İcatları memurlar yapmaz, yaratıcı zekalar ve müteşebbisler yapar.

SSCB teknoloji hırsızlığıyla sürdürülebilmiştir.

Devlet işletmelerinde liyakate önem verilmez. Bir devlet işletmesinde en akıllıca iş, işi diğerlerinin sırtına yıkarak mümkün olduğunca bedava para kazanmaktır.

Bu yüzden devletçilik hırsızlıktır, daha en başından yolsuzluktur.

Çalışmayan kişilere yer işgal ettikleri için para ödeme rejimine "devletçilik" veya sosyalizm diyoruz. Siz hiç boş vakti olmayan bir memur gördünüz mü? Görmedinizse devletçiliğin milletin sırtından para kazanmak olduğunu anlıyorsunuz demektir. Saygılar.

Afşar Çelik dedi ki...

Ergün Bey,

Devlette bir yönetici için harcanan kaynaklar bedava ve süreklidir. Hiçbir memur milletin gücünü ve kaynaklarını harcadığını düşünmez. Onun için önemli olan tasasız bir memuriyet ve sorunsuz denetimlerdir.

İcatları memurlar yapmaz, yaratıcı zekalar ve müteşebbisler yapar.

SSCB teknoloji hırsızlığıyla sürdürülebilmiştir.
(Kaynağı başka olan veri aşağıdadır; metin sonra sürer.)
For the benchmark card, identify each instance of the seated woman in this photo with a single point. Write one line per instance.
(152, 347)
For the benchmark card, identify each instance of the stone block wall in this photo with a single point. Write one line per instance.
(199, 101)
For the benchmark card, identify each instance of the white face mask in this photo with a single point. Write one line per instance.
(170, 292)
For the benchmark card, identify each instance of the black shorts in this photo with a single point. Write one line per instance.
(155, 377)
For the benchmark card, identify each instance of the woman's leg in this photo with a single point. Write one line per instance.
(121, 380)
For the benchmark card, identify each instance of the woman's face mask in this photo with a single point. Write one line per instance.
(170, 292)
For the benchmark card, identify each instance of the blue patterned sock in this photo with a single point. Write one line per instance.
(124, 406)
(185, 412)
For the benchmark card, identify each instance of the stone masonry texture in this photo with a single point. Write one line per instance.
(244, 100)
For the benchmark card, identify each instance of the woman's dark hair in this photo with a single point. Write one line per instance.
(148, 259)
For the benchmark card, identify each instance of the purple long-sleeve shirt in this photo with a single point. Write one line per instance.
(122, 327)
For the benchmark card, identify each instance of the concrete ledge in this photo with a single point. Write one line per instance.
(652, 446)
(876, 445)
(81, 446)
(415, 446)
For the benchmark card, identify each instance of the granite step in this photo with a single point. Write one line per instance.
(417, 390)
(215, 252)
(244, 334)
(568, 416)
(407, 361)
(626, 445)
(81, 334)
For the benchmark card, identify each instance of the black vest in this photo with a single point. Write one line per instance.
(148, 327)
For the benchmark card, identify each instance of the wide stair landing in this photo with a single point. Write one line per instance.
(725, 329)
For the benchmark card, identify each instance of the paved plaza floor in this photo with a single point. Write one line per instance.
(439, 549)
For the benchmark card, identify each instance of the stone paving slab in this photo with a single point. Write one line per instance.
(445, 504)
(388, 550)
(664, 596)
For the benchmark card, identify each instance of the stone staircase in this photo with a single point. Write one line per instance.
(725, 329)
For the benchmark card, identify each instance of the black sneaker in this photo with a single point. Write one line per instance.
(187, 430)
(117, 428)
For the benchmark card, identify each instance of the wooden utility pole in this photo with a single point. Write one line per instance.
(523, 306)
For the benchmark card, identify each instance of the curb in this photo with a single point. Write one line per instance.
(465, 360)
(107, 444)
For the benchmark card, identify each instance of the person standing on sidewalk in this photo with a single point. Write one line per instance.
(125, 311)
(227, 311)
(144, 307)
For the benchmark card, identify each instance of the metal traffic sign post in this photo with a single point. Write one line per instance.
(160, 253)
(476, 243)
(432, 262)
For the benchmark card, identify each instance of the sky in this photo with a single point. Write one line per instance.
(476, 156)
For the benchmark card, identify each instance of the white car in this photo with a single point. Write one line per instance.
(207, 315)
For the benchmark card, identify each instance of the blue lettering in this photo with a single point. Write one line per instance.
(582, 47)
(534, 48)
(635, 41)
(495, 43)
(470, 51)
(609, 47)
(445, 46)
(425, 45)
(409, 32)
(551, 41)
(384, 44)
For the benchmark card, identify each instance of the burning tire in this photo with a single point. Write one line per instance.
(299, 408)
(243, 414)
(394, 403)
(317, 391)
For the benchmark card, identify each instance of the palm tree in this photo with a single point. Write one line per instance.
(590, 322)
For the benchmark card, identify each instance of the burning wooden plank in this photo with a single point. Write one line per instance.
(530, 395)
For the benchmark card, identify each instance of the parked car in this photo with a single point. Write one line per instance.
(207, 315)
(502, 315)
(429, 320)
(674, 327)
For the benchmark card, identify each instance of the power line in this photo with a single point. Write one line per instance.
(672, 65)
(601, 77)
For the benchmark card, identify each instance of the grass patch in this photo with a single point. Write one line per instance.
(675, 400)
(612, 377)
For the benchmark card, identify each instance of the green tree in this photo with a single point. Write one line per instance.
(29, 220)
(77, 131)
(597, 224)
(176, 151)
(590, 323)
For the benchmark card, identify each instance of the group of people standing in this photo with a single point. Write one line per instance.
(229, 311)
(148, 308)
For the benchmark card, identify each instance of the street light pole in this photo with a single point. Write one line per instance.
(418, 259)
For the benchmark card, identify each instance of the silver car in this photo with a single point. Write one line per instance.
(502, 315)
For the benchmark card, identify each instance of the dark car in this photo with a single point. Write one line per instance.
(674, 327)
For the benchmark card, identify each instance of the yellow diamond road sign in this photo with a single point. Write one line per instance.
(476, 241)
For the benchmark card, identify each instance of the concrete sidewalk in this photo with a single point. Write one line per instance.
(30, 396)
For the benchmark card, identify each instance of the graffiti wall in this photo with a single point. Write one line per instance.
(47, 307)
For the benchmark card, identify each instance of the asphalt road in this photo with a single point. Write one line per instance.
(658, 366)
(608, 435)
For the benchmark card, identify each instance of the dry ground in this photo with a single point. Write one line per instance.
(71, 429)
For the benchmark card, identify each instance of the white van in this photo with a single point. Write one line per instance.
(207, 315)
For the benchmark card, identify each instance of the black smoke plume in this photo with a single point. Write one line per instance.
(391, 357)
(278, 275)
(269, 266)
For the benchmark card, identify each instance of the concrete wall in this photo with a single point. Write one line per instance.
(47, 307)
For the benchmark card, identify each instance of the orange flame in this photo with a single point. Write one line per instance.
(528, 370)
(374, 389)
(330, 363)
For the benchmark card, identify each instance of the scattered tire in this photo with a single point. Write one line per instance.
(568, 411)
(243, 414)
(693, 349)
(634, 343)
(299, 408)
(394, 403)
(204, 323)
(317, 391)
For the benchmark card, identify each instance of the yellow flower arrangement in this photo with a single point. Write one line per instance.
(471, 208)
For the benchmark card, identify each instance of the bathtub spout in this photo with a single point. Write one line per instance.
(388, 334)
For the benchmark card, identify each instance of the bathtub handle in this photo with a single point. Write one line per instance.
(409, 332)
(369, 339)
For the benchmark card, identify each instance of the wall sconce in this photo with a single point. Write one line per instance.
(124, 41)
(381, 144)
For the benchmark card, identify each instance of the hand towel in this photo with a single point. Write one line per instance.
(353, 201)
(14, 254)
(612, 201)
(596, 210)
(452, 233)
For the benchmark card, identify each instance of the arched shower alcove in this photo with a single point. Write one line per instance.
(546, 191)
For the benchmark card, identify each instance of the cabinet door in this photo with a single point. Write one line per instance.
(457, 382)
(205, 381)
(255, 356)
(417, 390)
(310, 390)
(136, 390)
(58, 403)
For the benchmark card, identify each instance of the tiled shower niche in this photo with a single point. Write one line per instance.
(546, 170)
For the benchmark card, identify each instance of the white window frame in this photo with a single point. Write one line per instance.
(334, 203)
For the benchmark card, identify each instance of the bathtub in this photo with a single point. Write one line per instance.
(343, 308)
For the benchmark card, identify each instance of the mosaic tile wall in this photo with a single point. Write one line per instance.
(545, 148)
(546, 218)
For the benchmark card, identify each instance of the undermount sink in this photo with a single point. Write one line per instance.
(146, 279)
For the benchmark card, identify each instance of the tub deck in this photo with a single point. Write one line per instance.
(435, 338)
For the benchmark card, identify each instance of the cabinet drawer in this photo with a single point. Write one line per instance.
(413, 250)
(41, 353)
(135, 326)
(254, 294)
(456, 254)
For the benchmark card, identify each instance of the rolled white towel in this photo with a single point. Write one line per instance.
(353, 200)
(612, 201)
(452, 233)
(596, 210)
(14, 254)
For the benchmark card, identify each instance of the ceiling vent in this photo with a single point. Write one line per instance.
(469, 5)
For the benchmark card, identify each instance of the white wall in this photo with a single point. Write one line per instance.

Devlet işletmelerinde liyakate önem verilmez. Bir devlet işletmesinde en akıllıca iş, işi diğerlerinin sırtına yıkarak mümkün olduğunca bedava para kazanmaktır.

Bu yüzden devletçilik hırsızlıktır, daha en başından yolsuzluktur.

Çalışmayan kişilere yer işgal ettikleri için para ödeme rejimine "devletçilik" veya sosyalizm diyoruz. Siz hiç boş vakti olmayan bir memur gördünüz mü? Görmedinizse devletçiliğin milletin sırtından para kazanmak olduğunu anlıyorsunuz demektir. Saygılar.